Whether you choose to use digital messaging for a one on one service – such as a tool for case management communication – or to create a group (like ours), you need to ensure you have the staff to run it. This means both staff time and staff expertise.
If you imagine that starting and maintaining a successful group is something you can add to the plate of a full-time staff member without taking something else off their plate, you are setting you both up to fail.
Here is a list of the common tasks a moderator or manager of a digital messaging service needs to undertake on an almost daily basis:
- Creating guidelines and protocols for the service or group
- Monitoring discussions – which takes more time if the group is larger
- Answering questions and providing referrals
- Finding or developing content to share
- Translating content as needed
- Reporting
We had someone come to us for advice after setting up a service to share job opportunities with a specific language group. They had a very successful launch and soon had 250 members. But they hadn’t done any planning to figure out their goals, their resources, or their guidelines for members on how to use the group, and immediately the staff member who was assigned to run it was overwhelmed with questions and messages.
What this team didn’t realize was that running the group would take a few hours of each day, and they didn’t have the buy-in from their managers to delegate other tasks so they could focus on running the group. As a result, they had to abandon it because they had no funding to continue.
Making sure you have the resources you need
- Staff with time and expertise
- Connection to the audience or an outreach plan
The amount of time the digital messaging service takes will vary depending on the service. Are you using it to replace a current tool — for example, WeChat instead of email? Then it won’t add considerable time to a staff member’s day. But if the staff member is managing a group with dozens or hundreds of members, it can be a full-time job.
You will also need to ensure you have the funds for a project phone and laptop for the person delivering the digital service.

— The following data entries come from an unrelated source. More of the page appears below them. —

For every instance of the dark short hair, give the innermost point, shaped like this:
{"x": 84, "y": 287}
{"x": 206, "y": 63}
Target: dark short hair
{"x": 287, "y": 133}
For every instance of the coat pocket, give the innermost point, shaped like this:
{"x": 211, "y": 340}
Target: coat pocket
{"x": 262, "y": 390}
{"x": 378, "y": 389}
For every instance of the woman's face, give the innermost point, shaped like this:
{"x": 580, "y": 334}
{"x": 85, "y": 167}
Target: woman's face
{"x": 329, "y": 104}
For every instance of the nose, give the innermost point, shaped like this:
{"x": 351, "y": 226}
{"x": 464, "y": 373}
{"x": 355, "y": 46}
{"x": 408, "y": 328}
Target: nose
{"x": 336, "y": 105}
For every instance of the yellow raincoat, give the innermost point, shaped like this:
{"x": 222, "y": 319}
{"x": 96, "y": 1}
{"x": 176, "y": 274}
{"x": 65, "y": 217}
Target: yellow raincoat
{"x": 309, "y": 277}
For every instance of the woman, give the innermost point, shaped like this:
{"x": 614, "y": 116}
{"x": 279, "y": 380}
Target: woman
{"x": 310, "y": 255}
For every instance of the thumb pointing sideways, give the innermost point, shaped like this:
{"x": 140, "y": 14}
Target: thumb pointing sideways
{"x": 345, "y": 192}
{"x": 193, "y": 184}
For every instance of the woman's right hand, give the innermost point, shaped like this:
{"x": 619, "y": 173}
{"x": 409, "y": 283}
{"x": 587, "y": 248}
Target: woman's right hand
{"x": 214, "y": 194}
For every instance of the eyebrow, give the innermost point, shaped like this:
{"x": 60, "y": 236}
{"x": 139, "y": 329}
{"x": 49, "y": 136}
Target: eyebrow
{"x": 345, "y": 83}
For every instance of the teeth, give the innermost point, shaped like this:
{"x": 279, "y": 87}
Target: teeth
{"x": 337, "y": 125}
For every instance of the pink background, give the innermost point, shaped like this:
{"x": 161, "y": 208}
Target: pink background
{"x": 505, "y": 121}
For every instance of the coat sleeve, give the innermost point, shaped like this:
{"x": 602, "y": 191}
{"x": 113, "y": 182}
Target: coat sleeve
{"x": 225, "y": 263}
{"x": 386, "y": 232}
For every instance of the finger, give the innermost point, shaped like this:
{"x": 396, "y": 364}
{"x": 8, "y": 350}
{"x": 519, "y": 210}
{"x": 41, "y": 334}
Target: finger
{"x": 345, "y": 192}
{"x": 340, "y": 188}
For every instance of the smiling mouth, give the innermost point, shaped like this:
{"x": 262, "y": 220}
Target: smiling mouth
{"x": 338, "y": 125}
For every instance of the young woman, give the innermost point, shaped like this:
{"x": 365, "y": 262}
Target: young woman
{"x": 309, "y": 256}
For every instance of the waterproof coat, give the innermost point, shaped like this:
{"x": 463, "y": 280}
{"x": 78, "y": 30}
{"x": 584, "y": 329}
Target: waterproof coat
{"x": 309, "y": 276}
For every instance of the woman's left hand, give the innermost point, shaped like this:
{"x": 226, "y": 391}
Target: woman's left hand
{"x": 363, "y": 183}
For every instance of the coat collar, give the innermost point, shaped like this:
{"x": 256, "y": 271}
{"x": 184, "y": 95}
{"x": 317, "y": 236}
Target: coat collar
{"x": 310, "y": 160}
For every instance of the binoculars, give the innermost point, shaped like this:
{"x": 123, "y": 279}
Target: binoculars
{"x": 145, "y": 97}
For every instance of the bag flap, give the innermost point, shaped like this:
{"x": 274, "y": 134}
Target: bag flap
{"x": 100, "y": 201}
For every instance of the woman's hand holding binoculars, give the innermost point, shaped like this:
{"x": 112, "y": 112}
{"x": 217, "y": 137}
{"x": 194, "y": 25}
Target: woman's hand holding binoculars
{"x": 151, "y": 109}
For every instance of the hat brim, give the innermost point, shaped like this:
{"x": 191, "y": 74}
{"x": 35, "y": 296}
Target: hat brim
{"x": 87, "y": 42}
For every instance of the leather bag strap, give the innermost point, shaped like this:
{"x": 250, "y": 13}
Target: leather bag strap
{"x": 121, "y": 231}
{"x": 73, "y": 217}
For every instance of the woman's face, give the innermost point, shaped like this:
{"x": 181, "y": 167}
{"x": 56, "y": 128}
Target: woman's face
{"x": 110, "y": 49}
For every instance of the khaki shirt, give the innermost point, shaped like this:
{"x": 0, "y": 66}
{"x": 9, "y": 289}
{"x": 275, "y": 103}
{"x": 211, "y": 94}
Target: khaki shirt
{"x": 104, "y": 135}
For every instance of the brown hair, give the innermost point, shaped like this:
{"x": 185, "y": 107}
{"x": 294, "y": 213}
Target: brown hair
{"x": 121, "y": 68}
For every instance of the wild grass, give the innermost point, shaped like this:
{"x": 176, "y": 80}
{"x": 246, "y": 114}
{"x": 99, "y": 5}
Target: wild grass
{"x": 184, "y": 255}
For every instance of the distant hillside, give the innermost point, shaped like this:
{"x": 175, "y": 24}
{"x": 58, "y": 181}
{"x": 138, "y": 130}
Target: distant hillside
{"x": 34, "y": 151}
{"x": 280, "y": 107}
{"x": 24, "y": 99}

So let’s say you ask all these questions and you have determined that digital messaging makes sense for your goals, what next?
You may need to make the case to a funder. This is not always easy, as for example IRCC has strict rules about funding phones.
Sometimes you only need to flag that you are using digital messaging as a communications tool because it is the most efficient and effective for serving your audience, and justify having a project phone to support that.
Sometimes the messaging is the project activity itself, as in group moderation. Then you will need to make the case for the staff and tech resources. If you have done your planning you can cite all your answers to the key questions above to as part of your funding request.
Of course the ideal to have ongoing funding (funding that will continue year after year) or multi-year funding rather than one-time project-based funding. This can increase stability of staffing, service consistency and sustainability, and ultimately the quality of the digital messaging experience. However, it may be challenging to find ongoing funding. Sometimes opportunities come up unexpectedly, so it’s good to stay on top of funding sources and maintain service data that you can use to build a convincing case in your funding applications.
Here are some other tips on seeking funding:
- Consult with others about the kinds of resources they had – and wish they had – to set up and sustain the digital messaging service
- Make sure you don’t underestimate the resources you need
- Consider government (federal, provincial /territorial and municipal), foundation and other non-government funding sources such as the local United Way and Community Foundation
- Build a business case for funders
- Look into innovative ways to generate funds, for example through your digital messaging platform
We don’t recommend charging user fees, but there may be other ways to generate revenue that you can use to develop and sustain your digital messaging, including sponsorships.